San Francisco Spine Surgeons

Sacroiliac Joint San Francisco Bay Area

Conditions

The sacroiliac joint, also known as the SI joint, is a large joint connecting the spine and pelvis. There are right and left sacroiliac joints, and both have quite limited mobility. In women, they normally move about 2-4°; in men, they move 1-2°. They are surrounded by some of the strongest ligaments in the body, which indicates that they have very little motion. The reason women have twice as much motion as men is that the function of the sacroiliac joint is to open up during childbirth and increase the size of the inlet of the pelvis to allow the head of the baby to engage the pelvic canal.The majority of sacroiliac joint problems are short-lived. Some are related to trauma, including pregnancy, since child delivery is quite traumatic to the woman’s pelvis. Other trauma may include a fall on the buttock, car accident, and so forth. The other large subset of sacroiliac problems stems from some sort of asymmetry in the body, such as leg length discrepancy affecting one leg after recent knee or ankle surgery and so forth. Another reason for being “asymmetrical” is scoliosis with truncal decompensation. About half the patients we see with sacroiliac problems have had prior spine procedures, most commonly spinal fusions. Sacroiliac joint issues fall into the spectrum of adjacent-segment disease after prior lumbar fusion. It can be seen after L5-S1 fusion, L4-5 fusion, and so forth. The size of the fusion as well as the exact location of the prior lumbar fusion does not seem to have strong correlation with the symptoms around the sacroiliac joint.

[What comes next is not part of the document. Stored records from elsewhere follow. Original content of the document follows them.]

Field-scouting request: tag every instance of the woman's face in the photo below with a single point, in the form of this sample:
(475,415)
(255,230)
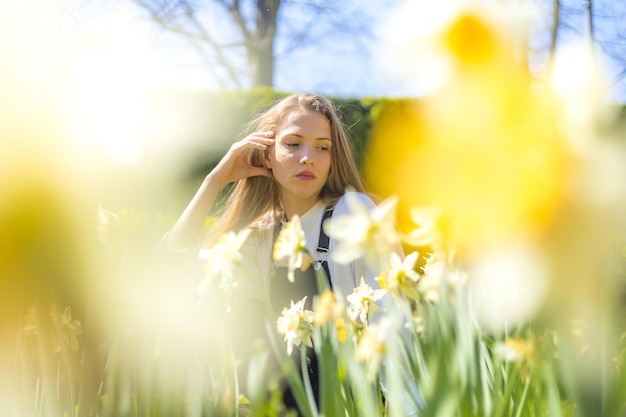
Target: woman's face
(300,159)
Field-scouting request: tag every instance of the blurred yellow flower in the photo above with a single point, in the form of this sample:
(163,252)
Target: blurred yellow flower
(362,302)
(70,328)
(485,146)
(296,325)
(515,350)
(290,244)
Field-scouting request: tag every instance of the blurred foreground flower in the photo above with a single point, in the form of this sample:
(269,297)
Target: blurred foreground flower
(401,278)
(296,325)
(327,308)
(484,146)
(290,244)
(222,262)
(364,233)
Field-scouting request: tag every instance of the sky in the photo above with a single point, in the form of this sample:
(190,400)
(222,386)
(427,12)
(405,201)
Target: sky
(115,38)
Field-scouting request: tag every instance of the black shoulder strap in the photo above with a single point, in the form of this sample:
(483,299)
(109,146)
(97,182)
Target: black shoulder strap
(322,245)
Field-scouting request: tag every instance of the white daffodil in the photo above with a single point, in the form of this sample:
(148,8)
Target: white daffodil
(290,244)
(296,325)
(401,278)
(361,303)
(222,261)
(440,271)
(364,233)
(371,346)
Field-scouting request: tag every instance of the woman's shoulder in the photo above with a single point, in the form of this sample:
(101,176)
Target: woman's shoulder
(342,205)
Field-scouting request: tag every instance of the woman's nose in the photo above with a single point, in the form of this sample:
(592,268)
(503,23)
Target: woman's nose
(306,156)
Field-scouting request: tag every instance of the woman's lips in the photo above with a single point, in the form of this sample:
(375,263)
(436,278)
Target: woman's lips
(305,176)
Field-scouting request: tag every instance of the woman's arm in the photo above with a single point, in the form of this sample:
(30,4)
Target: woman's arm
(233,167)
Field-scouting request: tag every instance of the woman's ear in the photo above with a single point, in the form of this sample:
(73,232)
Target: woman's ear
(266,159)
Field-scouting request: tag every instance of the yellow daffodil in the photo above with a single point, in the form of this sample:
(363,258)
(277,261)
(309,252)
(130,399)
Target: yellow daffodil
(485,145)
(401,278)
(364,233)
(362,302)
(290,244)
(514,350)
(296,325)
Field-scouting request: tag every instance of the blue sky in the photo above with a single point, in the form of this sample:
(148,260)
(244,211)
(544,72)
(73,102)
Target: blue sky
(114,35)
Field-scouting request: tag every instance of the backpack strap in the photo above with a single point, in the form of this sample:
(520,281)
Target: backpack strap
(322,245)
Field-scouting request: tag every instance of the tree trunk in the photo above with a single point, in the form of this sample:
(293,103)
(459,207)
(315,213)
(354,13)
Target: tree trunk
(261,50)
(589,22)
(555,31)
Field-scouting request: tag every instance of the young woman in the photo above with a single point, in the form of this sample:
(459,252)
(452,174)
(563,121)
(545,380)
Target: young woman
(297,161)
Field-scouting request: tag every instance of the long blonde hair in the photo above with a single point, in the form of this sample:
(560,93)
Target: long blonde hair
(258,197)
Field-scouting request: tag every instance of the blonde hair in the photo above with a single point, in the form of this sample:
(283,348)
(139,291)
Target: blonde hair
(257,199)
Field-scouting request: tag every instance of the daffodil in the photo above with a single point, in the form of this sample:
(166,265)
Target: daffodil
(426,232)
(290,244)
(327,308)
(70,328)
(514,350)
(401,279)
(362,302)
(296,325)
(439,270)
(364,233)
(371,346)
(222,262)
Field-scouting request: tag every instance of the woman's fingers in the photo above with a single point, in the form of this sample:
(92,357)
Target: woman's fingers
(235,166)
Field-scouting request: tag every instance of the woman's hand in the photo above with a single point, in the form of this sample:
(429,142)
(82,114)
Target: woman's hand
(235,166)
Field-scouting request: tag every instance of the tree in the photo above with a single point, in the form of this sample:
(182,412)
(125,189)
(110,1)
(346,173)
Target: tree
(599,23)
(238,38)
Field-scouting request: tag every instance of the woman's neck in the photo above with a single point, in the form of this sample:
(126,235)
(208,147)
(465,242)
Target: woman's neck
(298,206)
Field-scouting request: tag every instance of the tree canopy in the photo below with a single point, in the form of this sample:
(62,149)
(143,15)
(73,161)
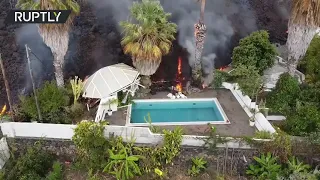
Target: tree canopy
(284,96)
(148,35)
(311,62)
(248,79)
(255,50)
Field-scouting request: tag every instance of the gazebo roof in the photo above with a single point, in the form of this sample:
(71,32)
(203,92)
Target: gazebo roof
(109,80)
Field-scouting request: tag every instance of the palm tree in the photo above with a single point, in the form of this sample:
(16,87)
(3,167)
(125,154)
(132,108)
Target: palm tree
(55,36)
(303,24)
(200,34)
(147,36)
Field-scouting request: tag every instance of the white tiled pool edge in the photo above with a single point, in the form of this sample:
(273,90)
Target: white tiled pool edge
(225,118)
(261,122)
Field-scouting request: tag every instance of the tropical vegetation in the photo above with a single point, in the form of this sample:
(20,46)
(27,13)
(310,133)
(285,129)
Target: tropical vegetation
(147,36)
(255,50)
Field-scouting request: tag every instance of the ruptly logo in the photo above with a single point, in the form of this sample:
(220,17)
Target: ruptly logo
(41,16)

Interestingly, surgical treatment of the sacroiliac joint was introduced in the mid-1920s by Smith-Petersen about a decade prior to the first reported lumbar microdiscectomy for disc herniation, which was reported in 1934. The fates of those two procedures have been quite different. Lumbar discectomy has become an extraordinarily common procedure, probably the number-one spinal procedure performed in the United States. On the other hand, sacroiliac fusion for almost a century has been on the outskirts of spinal surgery, with only recent evolution of the surgical technique and understanding of the pathophysiology of sacroiliac joint dysfunction. The latest twist in the history of sacroiliac surgery came around 2009 with the introduction of minimally invasive transiliac fusion utilizing the iFuse device from SI-BONE, a local company based on San Jose, California. This has allowed us to perform the sacroiliac fusion with much less damage to the surrounding soft tissues, minimize postoperative need for mobilization, and speed up the recovery. There are more than 30 articles detailing the usage of the iFuse device and highlighting its safety and efficacy. Sacroiliac fusion seems to be extraordinarily powerful to address confirmed sacroiliac dysfunction that is refractory to conservative management. This is in stark contrast to conservative management of sacroiliac disorders, which really has minimal capacity to change the pain or dysfunction of the patient. We were part of the SIFI clinical trial, a single-arm, multicenter prospective surgical trial of the iFuse procedure to treat sacroiliac joint dysfunction and arthropathy. This has been reported in several publications. Also, we were part of the LOTUS and PROSPER retrospective studies involving sacroiliac fusion patients, both of which have recently reported in peer-reviewed publications. Overall, sacroiliac joint issues are extraordinarily common in spine practice, and at least half seem to be related to prior lumbar fusion. We now do have a very potent, safe, and efficacious way to address those patients who fail to respond to conservative management.